Sunday, August 20, 2006

Personal Leveraging Engine

Read an interesting article by Nancy Fox, author of the Sixty-Second coach. She writes how most of us under-leverage our resources and contacts to help us with our business opportunities. I think that the key is to do personal due diligience. We do our due diligence whenever we do a deal, and sometimes we close the deal and sometimes we walk away. Why don't we do this for our most crucial and critical personal opportunities?

Here are Nancy Fox's five top tips for revving up your personal Leveraging Engine:

-Shift your thinking.

Your results are not going to improve dramatically with only better time management, working more hours, or longer to-do lists. Once you embrace the perspective that all around you are resources to be leveraged, what blind spots are uncovered? What processes can you simplify or even eliminate? What relationships are waiting to be tapped to assist you in producing the results you desire?

-Make a list of your resources and review them once each month.

Spend at least one hour each month reviewing your resources. Brainstorm with other colleagues on this topic so that you speed up uncovering the blind spots.
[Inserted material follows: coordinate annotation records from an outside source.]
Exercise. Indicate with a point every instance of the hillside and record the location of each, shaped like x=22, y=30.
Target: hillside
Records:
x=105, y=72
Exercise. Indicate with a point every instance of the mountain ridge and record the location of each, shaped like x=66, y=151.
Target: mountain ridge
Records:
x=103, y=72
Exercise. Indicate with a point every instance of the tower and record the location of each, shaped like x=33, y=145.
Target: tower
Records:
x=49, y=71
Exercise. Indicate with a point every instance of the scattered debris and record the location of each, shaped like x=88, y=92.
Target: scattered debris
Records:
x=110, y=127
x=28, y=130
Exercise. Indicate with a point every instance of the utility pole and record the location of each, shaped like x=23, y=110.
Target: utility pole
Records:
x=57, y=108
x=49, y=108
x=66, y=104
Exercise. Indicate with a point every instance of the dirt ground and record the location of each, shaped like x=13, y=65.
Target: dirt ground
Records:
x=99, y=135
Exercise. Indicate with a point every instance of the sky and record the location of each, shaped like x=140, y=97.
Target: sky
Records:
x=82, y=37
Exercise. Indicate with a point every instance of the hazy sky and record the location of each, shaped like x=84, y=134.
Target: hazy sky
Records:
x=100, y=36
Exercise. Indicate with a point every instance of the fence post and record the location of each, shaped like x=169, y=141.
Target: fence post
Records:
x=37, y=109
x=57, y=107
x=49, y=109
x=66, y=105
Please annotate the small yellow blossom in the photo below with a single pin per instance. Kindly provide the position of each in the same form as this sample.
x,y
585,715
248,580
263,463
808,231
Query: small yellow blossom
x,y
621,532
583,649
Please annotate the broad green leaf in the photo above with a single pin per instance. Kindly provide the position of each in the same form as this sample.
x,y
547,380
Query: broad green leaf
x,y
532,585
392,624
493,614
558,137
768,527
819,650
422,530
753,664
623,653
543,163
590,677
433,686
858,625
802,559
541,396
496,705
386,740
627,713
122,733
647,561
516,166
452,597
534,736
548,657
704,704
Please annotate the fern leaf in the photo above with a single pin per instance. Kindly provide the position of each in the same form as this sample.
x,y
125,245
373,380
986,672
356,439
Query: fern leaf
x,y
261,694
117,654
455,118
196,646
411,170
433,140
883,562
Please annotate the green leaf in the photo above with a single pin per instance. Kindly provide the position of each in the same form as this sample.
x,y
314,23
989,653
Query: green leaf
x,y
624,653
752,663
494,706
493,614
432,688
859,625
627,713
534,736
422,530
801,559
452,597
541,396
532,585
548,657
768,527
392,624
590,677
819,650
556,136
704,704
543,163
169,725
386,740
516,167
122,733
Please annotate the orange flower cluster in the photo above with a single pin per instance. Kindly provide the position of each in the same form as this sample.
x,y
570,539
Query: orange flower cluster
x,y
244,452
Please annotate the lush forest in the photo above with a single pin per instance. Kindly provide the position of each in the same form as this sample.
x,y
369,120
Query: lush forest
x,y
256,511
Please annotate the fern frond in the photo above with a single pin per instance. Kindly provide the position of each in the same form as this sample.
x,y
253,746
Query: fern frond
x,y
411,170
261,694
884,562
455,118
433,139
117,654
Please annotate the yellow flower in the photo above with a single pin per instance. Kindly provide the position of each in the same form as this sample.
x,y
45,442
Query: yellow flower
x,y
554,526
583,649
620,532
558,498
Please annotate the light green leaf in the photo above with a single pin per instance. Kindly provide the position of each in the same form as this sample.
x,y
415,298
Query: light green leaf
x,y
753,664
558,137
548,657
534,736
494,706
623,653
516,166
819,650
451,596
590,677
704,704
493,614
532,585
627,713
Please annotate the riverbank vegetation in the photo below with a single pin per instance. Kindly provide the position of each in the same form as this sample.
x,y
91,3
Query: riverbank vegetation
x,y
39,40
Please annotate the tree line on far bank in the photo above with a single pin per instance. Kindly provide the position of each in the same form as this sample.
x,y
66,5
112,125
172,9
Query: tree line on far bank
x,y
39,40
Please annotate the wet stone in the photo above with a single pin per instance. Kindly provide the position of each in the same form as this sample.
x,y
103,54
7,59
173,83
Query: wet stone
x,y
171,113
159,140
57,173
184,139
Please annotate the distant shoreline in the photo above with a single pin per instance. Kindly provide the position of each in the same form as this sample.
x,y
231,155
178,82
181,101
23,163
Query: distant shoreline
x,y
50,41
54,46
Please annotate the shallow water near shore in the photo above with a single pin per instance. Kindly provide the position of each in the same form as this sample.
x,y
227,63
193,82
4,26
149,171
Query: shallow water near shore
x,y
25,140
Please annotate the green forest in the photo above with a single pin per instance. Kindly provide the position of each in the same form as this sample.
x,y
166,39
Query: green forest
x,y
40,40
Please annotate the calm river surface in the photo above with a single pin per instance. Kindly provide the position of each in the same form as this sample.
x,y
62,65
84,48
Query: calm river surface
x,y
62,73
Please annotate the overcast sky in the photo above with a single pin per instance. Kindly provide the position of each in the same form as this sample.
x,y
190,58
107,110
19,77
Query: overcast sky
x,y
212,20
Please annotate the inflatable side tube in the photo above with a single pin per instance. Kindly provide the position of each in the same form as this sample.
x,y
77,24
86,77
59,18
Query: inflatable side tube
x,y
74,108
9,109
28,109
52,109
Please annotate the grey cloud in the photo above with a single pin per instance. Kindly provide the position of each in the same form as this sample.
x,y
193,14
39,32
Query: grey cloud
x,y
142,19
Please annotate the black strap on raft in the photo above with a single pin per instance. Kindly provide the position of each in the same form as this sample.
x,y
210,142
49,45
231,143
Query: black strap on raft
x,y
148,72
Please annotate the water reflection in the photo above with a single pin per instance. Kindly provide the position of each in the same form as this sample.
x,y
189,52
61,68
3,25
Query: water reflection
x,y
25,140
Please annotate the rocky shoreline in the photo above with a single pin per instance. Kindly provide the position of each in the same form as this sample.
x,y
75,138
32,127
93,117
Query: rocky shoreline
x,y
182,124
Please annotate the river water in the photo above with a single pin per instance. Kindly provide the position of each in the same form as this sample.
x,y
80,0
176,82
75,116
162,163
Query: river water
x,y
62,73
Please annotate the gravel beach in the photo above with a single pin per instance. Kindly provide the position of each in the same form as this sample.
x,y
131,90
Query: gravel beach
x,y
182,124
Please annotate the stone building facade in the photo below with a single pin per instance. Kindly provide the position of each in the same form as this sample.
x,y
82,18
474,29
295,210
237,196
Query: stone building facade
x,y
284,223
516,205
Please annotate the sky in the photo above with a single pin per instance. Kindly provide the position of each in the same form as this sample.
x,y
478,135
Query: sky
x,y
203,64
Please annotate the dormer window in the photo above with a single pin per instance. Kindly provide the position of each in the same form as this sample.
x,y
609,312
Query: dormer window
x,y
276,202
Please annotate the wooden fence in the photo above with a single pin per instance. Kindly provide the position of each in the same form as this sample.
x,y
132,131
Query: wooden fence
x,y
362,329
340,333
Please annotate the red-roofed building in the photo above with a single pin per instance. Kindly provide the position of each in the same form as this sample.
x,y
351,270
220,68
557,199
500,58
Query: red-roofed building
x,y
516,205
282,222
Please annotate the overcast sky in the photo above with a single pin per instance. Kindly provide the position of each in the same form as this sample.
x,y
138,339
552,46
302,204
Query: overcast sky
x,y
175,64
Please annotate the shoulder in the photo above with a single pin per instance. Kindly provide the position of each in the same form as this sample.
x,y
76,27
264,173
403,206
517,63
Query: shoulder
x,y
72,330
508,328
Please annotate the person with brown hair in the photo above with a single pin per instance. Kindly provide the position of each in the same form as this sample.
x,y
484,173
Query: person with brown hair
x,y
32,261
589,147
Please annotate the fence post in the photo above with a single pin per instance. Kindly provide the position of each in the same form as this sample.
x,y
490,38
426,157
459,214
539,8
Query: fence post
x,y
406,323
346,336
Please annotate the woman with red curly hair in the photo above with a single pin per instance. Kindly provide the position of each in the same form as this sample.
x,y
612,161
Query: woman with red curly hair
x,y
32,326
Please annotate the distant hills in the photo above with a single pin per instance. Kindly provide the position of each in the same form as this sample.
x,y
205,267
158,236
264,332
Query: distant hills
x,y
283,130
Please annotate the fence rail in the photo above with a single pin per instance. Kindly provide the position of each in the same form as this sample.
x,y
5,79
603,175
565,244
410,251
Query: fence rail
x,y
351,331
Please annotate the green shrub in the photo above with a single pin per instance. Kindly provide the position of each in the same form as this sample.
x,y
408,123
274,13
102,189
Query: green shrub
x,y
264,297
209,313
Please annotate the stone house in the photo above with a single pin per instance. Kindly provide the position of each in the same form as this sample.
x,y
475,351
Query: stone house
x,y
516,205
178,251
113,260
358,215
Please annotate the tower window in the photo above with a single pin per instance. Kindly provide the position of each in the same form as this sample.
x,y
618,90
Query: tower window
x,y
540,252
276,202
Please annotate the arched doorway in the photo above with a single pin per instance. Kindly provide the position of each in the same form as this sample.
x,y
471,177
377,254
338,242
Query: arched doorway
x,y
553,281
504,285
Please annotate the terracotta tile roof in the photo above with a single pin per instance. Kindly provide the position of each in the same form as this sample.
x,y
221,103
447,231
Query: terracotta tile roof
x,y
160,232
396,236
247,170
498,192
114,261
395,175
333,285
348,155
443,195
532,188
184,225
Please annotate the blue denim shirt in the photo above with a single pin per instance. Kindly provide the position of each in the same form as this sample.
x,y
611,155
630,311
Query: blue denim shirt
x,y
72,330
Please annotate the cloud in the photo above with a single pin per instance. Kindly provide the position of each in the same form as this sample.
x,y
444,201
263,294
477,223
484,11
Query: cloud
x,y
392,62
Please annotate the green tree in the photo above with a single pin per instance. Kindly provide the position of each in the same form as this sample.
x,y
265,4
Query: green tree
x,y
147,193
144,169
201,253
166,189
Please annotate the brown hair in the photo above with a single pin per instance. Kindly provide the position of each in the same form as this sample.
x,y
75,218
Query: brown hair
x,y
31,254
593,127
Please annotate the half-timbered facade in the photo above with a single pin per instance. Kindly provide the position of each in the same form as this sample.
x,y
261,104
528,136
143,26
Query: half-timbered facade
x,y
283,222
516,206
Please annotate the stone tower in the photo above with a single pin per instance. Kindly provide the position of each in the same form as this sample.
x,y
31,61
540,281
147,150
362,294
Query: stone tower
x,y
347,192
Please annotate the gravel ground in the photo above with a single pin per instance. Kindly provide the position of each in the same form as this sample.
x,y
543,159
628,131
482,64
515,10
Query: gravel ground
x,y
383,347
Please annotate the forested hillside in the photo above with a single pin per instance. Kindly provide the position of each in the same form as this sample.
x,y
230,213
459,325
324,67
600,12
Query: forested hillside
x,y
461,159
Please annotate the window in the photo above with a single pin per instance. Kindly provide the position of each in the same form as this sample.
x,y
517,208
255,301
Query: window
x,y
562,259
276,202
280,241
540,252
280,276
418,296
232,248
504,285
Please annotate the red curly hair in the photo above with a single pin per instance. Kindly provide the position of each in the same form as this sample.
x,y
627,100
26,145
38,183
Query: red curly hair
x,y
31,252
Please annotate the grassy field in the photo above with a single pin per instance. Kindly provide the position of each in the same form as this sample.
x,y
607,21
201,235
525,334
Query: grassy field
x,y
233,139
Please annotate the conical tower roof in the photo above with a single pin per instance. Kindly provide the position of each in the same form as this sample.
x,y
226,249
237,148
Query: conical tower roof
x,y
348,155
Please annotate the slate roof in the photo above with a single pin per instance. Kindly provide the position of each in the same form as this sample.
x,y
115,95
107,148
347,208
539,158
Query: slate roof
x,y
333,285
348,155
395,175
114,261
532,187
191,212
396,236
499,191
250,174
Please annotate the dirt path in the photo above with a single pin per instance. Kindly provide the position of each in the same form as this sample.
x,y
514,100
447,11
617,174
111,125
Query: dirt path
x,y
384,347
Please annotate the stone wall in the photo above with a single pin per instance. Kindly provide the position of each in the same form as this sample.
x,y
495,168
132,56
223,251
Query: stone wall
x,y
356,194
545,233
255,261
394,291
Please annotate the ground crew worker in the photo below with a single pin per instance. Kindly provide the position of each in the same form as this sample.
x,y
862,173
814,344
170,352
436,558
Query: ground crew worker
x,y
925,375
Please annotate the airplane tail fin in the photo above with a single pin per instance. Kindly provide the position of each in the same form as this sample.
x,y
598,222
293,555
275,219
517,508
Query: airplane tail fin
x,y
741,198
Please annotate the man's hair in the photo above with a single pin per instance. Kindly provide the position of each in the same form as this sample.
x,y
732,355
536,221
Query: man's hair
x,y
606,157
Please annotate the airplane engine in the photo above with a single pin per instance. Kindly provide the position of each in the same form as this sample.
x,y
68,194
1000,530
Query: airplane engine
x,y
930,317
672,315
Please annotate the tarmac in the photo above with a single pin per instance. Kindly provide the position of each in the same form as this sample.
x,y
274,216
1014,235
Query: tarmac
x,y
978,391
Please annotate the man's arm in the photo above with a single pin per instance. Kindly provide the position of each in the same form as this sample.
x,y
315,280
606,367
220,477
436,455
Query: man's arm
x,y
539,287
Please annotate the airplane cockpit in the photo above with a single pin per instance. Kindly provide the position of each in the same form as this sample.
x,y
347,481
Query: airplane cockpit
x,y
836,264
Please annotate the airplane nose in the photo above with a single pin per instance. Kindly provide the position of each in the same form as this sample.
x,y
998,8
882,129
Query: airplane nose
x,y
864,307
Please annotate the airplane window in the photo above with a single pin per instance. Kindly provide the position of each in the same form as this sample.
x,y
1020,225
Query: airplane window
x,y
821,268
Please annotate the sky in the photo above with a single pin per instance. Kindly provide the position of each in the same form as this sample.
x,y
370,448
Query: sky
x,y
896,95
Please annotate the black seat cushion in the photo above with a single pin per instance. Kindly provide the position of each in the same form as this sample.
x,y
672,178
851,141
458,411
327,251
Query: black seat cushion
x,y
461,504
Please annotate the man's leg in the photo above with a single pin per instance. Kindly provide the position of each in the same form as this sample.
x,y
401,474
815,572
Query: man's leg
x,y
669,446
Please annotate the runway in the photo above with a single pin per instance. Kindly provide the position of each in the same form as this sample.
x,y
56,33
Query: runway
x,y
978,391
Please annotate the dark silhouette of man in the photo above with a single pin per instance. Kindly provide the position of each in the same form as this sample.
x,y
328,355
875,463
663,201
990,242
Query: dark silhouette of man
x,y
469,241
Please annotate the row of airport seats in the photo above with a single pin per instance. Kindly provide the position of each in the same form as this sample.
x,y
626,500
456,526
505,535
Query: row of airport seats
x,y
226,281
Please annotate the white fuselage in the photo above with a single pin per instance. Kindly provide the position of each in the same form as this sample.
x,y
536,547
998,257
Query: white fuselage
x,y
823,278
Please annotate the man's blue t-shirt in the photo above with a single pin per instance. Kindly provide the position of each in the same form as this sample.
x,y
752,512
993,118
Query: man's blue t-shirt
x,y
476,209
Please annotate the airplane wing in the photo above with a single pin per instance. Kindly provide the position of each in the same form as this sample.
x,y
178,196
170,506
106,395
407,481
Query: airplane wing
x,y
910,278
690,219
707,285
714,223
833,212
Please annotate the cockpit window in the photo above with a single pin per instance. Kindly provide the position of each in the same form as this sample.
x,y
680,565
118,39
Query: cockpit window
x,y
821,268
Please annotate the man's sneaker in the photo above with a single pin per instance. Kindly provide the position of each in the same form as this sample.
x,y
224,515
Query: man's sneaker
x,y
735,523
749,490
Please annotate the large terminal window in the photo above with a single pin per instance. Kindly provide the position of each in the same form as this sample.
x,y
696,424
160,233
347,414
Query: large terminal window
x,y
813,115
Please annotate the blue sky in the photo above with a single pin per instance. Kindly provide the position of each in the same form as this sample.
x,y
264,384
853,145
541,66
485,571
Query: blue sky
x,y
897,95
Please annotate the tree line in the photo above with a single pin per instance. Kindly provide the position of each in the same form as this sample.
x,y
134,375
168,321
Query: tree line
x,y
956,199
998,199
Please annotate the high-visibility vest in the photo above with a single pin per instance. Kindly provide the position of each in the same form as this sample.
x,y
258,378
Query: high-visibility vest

Here are some examples of commonly under-leveraged resources:

Your computer (go beyond how you are currently leveraging your computer)
Your hobbies
Your special interests
Your unique areas of knowledge
Your talents (you have more than you acknowledge)
Your service providers, vendors, etc.
Your local college
A current project
Your colleagues
The person to whom you report
The people that report to you
Your entire contact base
Their contact bases
Your brand
Your coach

Keep adding to this list.

-Make one unreasonable request each week.

Very often, we don’t leverage others’ desire to be of assistance. We often give ourselves reasons why we can’t ask for something. However, most people do want to be of service. When you leverage this opportunity, you give the other person a chance to make a difference and be generous. You gain the experience of being powerful and not being stopped by “reasons.”

-Interview people whom you admire and who have accomplished the kind of results you would like to.

Leverage the knowledge and experience of others who have attained what you would like to accomplish. How have they done it? What mistakes did they make? What worked well? Often, people enjoy sharing their history and their path to success, as well as the pitfalls they wished they had avoided.

-Put an implementation program in place regularly.

Good ideas are a dime a dozen. Without implementation, most good ideas evaporate into thin air. Put a regular process in place weekly where you ask yourself:

What are the biggest challenges I am facing right now?
What am I not leveraging now that I could be leveraging? (What are my blind spots around this?)
What new results would that produce?
Write down your answers. (Writing them down gives them a concrete reality in your brain.)